Nel Consiglio dei ministri salta l'idea di introdurre un contributo di solidarietà a carico dei redditi più alti per far fronte al rincaro delle bollette. Contrari i partiti del centrodestra e Italia Viva. 'Incomprensibile lo stop a Draghi dei ministri renziani', dice il Pd. I sindacati pensano allo sciopero generale. 'In questo momento sarebbe sbagliato', avverte Confindustria. Lo stanziamento contro il caro bollette in manovra salirà tuttavia di circa 800 milioni. In Cdm si è discusso anche sull'ipotesi di un taglio una tantum dei contributi nel 2022, concentrato sui lavoratori sotto i 35mila euro di reddito. All'intervento sarebbe dedicato un miliardo e mezzo.

Un'informativa del ministro Daniele Franco, la discussione del premier Mario Draghi e i ministri, la pausa per trovare soluzioni alternative al contributo di solidarietà e poi l'intesa, senza un voto formale di un emendamento che dovrebbe essere presentato direttamente in Parlamento.
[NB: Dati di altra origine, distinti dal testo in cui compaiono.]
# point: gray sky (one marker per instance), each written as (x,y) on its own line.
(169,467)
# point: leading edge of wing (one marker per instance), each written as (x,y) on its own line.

E' questo, secondo quanto si apprende da fonti governative, lo schema seguito nel Consiglio dei ministri per arrivare all'accordo su come distribuire gli 8 miliardi per il taglio delle tasse stanziati con la manovra.

Non sarà introdotto il contributo di solidarietà per i redditi più alti, per far fronte al rincaro delle bollette. Lo si apprende al termine del Consiglio dei ministri. La misura è stata cassata vista la spaccatura del governo e la contrarietà di Lega, Fi e Iv.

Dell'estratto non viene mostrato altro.